Newcastle attempted to rally in the second half, but the goals have dried up at the wrong time for Eddie Howe's men.
It meant Manchester United were back in the honours after last tasting success six years ago when lifting the Europa League under Jose Mourinho, and also winning this competition in the same campaign.
United's renaissance under Ten Hag now has tangible reward in the shape of a trophy, with the power to add more this season.
The Dutchman's strong leadership and tactical acumen has transformed them since that nightmare opening to the season when they lost at home to Brighton and shipped four first-half goals in a humiliating loss at Brentford.

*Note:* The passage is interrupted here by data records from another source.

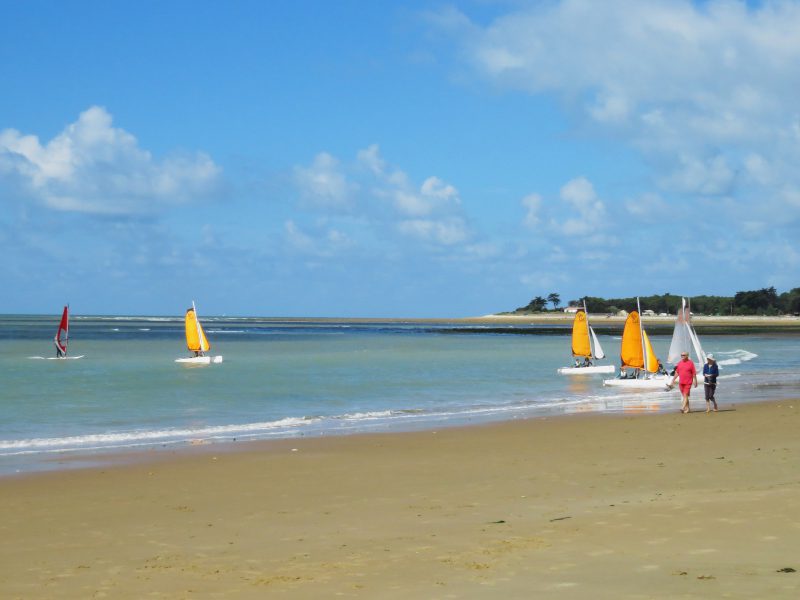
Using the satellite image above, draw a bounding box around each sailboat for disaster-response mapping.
[667,297,706,368]
[603,299,670,389]
[175,301,223,365]
[557,301,615,374]
[47,305,84,360]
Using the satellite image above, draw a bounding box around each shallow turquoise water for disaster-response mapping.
[0,315,796,475]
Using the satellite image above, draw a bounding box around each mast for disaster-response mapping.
[192,300,204,355]
[637,297,647,372]
[686,297,706,365]
[583,299,592,358]
[63,304,69,356]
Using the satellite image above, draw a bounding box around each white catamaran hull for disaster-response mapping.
[603,375,673,390]
[175,355,223,365]
[557,365,616,375]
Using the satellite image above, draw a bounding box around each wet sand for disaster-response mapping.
[1,400,799,598]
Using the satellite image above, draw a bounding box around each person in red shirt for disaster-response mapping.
[670,351,698,413]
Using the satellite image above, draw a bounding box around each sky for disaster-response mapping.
[2,0,799,317]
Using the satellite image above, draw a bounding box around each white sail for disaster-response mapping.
[667,299,691,364]
[688,321,706,366]
[589,326,605,359]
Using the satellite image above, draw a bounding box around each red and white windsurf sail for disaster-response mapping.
[54,305,69,356]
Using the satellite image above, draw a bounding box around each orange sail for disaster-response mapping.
[185,307,210,353]
[620,311,644,369]
[571,310,592,358]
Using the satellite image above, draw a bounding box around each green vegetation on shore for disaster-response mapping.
[514,286,800,316]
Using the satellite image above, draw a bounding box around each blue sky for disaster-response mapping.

The arrival of the outstanding Casemiro, the superb development of the combative Lisandro Martinez and Rashford's rejuvenation have helped to make the Old Trafford outfit a serious proposition again.
They were not at their best, but once they took control of this final they did not let Newcastle back in - and this was very much a case of mission accomplished.
At the heart of it all was Casemiro, a genuinely transformative acquisition. The Brazilian not only made the crucial contribution with the opening goal, but stamped his years of trophy-winning experience with Real Madrid all over this showpiece with his expert positioning and authority.
It will also increase the growing belief that Ten Hag is the manager who will move Manchester United forward and out of the wilderness that had engulfed them before his arrival at the start of the season.
Newcastle's vast Toon Army warmly applauded them at the final whistle, but this will be a bitter disappointment after they travelled south in their hordes with hopes and expectations so high.
There was certainly no lack of effort, but there is a desperate absence of end product to a side whose momentum in the Premier League has slowed - and that agonising wait to celebrate a trophy continues.
It showed here as Newcastle got into threatening positions several times in the second half, but never took advantage in a manner that might have exerted a measure of pressure on Manchester United.
All eyes were on German keeper Karius, drafted in for Pope - suspended after being sent off against Liverpool - and still best remembered for a calamitous performance for Jurgen Klopp's team in their 2018 Champions League final loss to Real Madrid.
Newcastle would have preferred the greater certainty of Pope, but no blame can be attached to Karius here - and he actually made good saves from Wout Weghorst, Rashford and, just before the end, Bruno Fernandes.
There is no doubt, though, that despite this loss, Newcastle are heading in the right direction under Howe.
They would have gladly taken a major final at the start of the season, but Wembley once again brought only heartache for the Geordies.